Three emerging trends in Africa


• On the back of poor world commodity prices, investment flows into new projects have slowed in commodity-dependent economies such as those of Zambia and Angola. The regions that are now seeing strong development growth are Central, East and South-East Africa, mainly since these economies are not as heavily dependent on the commodity markets.

• Whereas some mega-projects are financed by government, such as Botswana, which finances most of its own projects from diamond mining revenue, public-private partnerships (PPPs) are increasingly being sought for infrastructure projects. The success of South Africa's PPP renewable energy programme has been a catalyst for similar solutions in other countries, particularly in Kenya and Ethiopia.
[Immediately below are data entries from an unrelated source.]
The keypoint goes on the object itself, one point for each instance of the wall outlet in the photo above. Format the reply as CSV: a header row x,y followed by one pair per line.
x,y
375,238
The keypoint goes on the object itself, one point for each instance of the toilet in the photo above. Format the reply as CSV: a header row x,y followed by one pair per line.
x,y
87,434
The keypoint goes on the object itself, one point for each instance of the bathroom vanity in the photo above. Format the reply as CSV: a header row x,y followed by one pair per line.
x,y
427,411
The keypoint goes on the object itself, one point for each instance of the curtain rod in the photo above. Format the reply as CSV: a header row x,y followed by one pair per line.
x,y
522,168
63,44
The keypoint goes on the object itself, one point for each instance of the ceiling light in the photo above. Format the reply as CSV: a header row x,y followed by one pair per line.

• The two major sectors in which mega-projects are taking place are the energy sector and transport infrastructure, especially road and rail projects. These are currently the primary drivers of growth in Central, East and South-East Africa. There has been an influx of global construction companies working on mega-infrastructure projects in these sectors, some of which are valued at up to R70-billion (over a number of years).

Regional development


For example, there are several regional development corridors running out of Tanzania currently under construction:

• The TAZARA Development Corridor, aimed at rehabilitating and upgrading road and rail infrastructure and linking 1970km from the Ndola copper belt to the port of Dar es Salaam via northern Malawi

• The Mtwara Development Corridor, aimed at linking the southern regions of Tanzania with Malawi and Zambia across Lake Nyasa and north-eastern Mozambique

• The Nacala Development Corridor, aimed at linking by 1,033km of road the port of Nacala in north-eastern Mozambique and Chipata in south-eastern Zambia.

In Botswana, large infrastructure development projects include:

• The Trans-Kalahari Corridor Project, a road and rail development linking Namibia, Mozambique and South Africa through Botswana

• The Kazungula Bridge Project, an expansion of the Kazungula bridge to handle north-south road and rail traffic into Zambia and relieve pressure on the Beit Bridge border post.

©ximagination via 123RF

Tailored specialist insurance


These are but two countries that have embarked on huge infrastructure development drives. Providing specialist insurance to projects such as these is no mean feat, however. To ensure long-term sustainability in what has become an overtraded market, providers must have an in-depth understanding of the risks involved and be equipped with extensive knowledge and experience.

Convenience and appropriate risk identification are vital when placing cover for mega-projects. Projects of this size are extremely complex - cover may be required for public liability, professional indemnity, marine insurance, contract works, project delays, assets, travel insurance, aviation insurance and riot cover, for example. And clients don't necessarily want to deal with a number of different insurance parties and risk gaps in cover. A further complication is the varying needs of financiers and the state-owned entities sponsoring these projects.

Boosting the local market


A challenge for specialist insurers in South Africa and further afield across the continent is that many of the specialist insurance placements for large projects are currently taken by offshore syndicates, to the detriment of the local market. To develop local economies, we need premium to remain in these countries.

The growth potential for specialist lines of insurance across Africa is decidedly optimistic. But to capitalise on these opportunities, local insurance providers need to become truly African companies. Regional trade partnerships between countries are on the increase, and specialist insurers need to provide solutions taking into account this trend toward cross-border collaboration.

On the other hand they also need to be able to offer highly tailored solutions. What is needed are underwriting managers who are experts in their respective fields, who have the necessary technical knowledge, and who have a keen focus on entrepreneurial and big-thinking ideas.